Consider the problem of automobile pollution in a large city in Central Asia. There are a million cars in the city, each emitting 10 grams of carbon monoxide (CO) per kilometer \((\mathrm{km})\) driven. On average, each car is driven \(10,000 \mathrm{~km}\) per year. The average cost to each driver is approximately 1 Ruble/ \(\mathrm{km}\) whereas the marginal cost is lower and independent of \(\mathrm{km}\) traveled, at about 0.3 Rubles \(/ \mathrm{km}\) (because of the large fixed cost of owning an automobile). A recent study of driver behavior determined that individual demand for kilometers driven was roughly linear; if a gas tax were instituted that raised the marginal cost of driving by \(0.1 \mathrm{Rubles} / \mathrm{km}\), the average car owner would reduce driving by about \(1,000 \mathrm{~km}\) per year. Each kiloton ( 1,000 tons) of CO emitted in a year raises the average concentration of CO by \(1 \mu \mathrm{g} / \mathrm{m}^{3}\). A team of economists, biologists, and physicists determined that the marginal damage per unit of ambient concentration of CO is roughly constant, \(10,000,000\) Rubles per year per \(1 \mu \mathrm{g} / \mathrm{m}^{3}\).

a. For an individual, what are the annual emissions when the "price" of emissions is zero? What about when the price rises to R10 per kg? R20 per kg? Draw an individual's supply curve for emissions - the relationship between price ( \(\mathrm{R}\) per \(\mathrm{kg}\) ) on the vertical axis and quantity of emissions \((\mathrm{kg})\) on the horizontal axis.

b. Draw the aggregate supply for emissions over all individuals, showing the price ( \(\mathrm{R}\) per \(\mathrm{kg}\) ) on the vertical axis and the quantity of emissions (kilotons-millions of \(\mathrm{kg}\) ) on the horizontal axis. In another graph, draw the equivalent curve for the supply of pollution, showing the quantity of pollution on the horizontal axis \(\left(\mu \mathrm{g} / \mathrm{m}^{3}\right)\) and the price in millions of Rubles per \(\mu \mathrm{g} / \mathrm{m}^{3}\) on the vertical axis. This is the marginal savings from polluting. Draw the marginal damage from pollution on the same graph. What is the efficient ambient concentration of CO? Call this value \(S\).

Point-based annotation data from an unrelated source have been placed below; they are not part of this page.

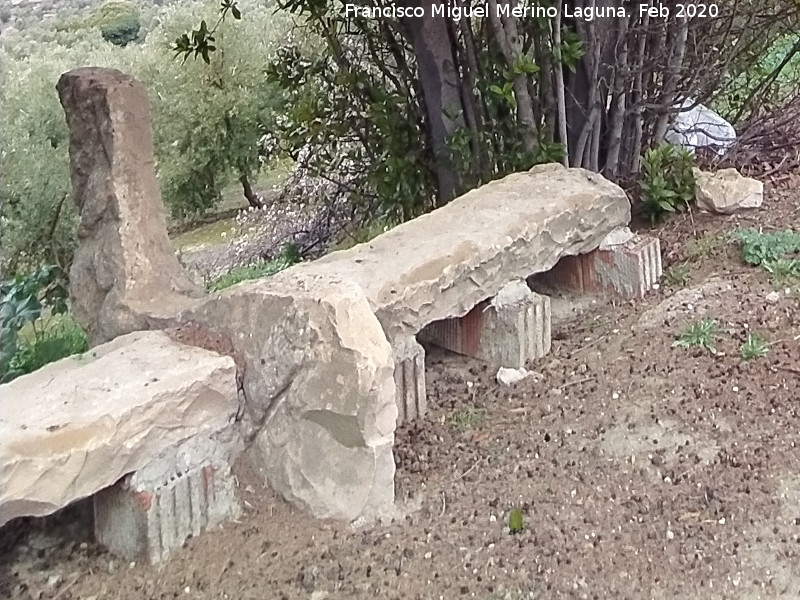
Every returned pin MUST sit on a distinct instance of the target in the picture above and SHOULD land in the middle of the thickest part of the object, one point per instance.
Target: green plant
(667, 182)
(288, 257)
(782, 270)
(698, 335)
(754, 347)
(50, 342)
(33, 325)
(118, 22)
(515, 521)
(763, 249)
(677, 275)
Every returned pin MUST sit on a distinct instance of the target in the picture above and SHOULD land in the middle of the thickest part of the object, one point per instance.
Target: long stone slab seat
(443, 264)
(77, 426)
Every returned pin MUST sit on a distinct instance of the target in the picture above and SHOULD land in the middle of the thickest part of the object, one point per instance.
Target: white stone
(619, 236)
(726, 191)
(510, 376)
(78, 425)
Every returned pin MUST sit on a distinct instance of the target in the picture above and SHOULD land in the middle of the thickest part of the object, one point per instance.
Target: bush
(288, 257)
(118, 22)
(34, 327)
(667, 181)
(763, 249)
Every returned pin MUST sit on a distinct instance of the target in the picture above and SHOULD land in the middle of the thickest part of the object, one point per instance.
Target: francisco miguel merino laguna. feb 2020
(522, 10)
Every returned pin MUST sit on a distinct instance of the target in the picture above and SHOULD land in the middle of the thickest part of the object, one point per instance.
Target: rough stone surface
(319, 389)
(125, 276)
(78, 425)
(509, 331)
(727, 191)
(427, 269)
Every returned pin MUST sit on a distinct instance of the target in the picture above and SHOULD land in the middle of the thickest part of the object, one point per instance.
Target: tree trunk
(253, 199)
(441, 88)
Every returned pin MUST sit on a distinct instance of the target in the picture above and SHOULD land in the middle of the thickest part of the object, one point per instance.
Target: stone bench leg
(508, 331)
(148, 514)
(409, 379)
(629, 269)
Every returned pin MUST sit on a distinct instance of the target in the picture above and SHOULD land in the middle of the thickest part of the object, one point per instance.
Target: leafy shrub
(667, 183)
(34, 327)
(288, 257)
(118, 22)
(764, 249)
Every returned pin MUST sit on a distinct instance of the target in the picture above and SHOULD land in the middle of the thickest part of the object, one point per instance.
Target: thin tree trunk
(561, 110)
(507, 36)
(441, 86)
(253, 199)
(618, 108)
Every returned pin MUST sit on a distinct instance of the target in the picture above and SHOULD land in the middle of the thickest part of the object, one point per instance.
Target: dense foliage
(36, 302)
(207, 123)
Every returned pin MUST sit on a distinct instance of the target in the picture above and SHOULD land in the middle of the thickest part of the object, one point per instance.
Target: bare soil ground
(643, 470)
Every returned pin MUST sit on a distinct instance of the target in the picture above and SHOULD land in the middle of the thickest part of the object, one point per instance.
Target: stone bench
(438, 275)
(331, 361)
(328, 352)
(142, 424)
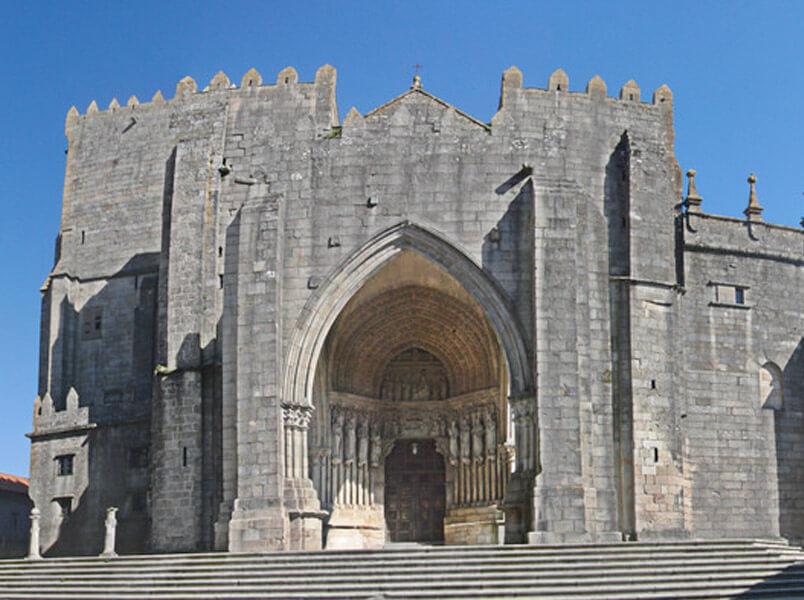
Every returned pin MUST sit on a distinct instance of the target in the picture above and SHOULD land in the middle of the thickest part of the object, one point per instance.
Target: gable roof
(428, 95)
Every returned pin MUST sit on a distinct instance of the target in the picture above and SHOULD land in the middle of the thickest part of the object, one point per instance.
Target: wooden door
(414, 492)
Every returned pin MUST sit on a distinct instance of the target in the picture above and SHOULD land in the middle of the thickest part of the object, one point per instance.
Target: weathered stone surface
(252, 307)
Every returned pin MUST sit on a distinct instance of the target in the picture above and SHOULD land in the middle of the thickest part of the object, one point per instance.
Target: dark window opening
(138, 502)
(65, 507)
(65, 464)
(139, 458)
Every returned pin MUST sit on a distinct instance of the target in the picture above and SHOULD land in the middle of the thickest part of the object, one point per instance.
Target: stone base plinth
(257, 529)
(476, 525)
(305, 526)
(356, 527)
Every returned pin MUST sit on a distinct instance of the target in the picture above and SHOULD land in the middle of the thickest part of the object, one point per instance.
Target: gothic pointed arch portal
(410, 360)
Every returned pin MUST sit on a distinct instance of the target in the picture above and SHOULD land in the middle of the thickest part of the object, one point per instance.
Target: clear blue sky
(735, 69)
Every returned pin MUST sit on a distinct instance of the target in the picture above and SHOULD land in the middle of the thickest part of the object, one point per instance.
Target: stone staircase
(721, 569)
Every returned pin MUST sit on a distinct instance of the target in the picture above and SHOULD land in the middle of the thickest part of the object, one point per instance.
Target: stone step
(736, 545)
(626, 552)
(728, 569)
(586, 569)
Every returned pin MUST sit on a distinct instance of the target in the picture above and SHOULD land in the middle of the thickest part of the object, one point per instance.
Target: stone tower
(266, 329)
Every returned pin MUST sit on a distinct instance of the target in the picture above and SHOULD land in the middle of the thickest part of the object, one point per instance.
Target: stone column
(33, 542)
(300, 499)
(518, 491)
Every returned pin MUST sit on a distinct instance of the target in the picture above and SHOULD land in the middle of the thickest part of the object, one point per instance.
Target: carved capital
(296, 416)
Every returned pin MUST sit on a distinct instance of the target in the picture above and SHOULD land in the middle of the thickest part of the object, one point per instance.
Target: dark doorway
(414, 492)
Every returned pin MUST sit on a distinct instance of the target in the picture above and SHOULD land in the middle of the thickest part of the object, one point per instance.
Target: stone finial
(72, 399)
(596, 87)
(325, 74)
(252, 78)
(287, 76)
(558, 82)
(693, 200)
(630, 91)
(72, 115)
(512, 78)
(33, 541)
(219, 82)
(663, 95)
(47, 405)
(352, 117)
(185, 87)
(753, 211)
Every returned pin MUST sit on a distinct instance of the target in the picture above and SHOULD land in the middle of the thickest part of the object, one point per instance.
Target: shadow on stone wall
(113, 413)
(789, 429)
(787, 583)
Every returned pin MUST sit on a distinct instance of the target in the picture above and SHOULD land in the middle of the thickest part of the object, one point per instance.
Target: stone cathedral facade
(266, 329)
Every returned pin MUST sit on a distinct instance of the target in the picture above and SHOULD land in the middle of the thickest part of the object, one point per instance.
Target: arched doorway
(415, 492)
(411, 362)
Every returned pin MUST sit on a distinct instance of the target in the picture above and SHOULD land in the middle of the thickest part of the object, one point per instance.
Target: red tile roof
(12, 483)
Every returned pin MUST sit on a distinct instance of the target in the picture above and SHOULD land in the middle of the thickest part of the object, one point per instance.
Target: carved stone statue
(337, 439)
(477, 438)
(491, 433)
(33, 541)
(111, 532)
(452, 432)
(362, 443)
(376, 445)
(466, 449)
(421, 389)
(351, 441)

c. What are the average emissions per car associated with this efficient concentration of CO? If you could observe emissions from each automobile, what emission charge would you levy per \(\mathrm{kg}\) of emissions per car to obtain the efficient concentration?

d. You are advising the Local Environmental Protection Committee and point out that emissions from individual cars are very difficult to measure. You recommend an ambient fee to control this pollution. In other words, each driver would be assessed a charge, based on observed ambient conditions only (such a fee was described in this chapter). How much would each driver have to pay if ambient pollution levels exceeded \(S\) by \(1 \mu \mathrm{g} / \mathrm{m}^{3}\) ?

e. Discuss the answers to parts (c) and (d).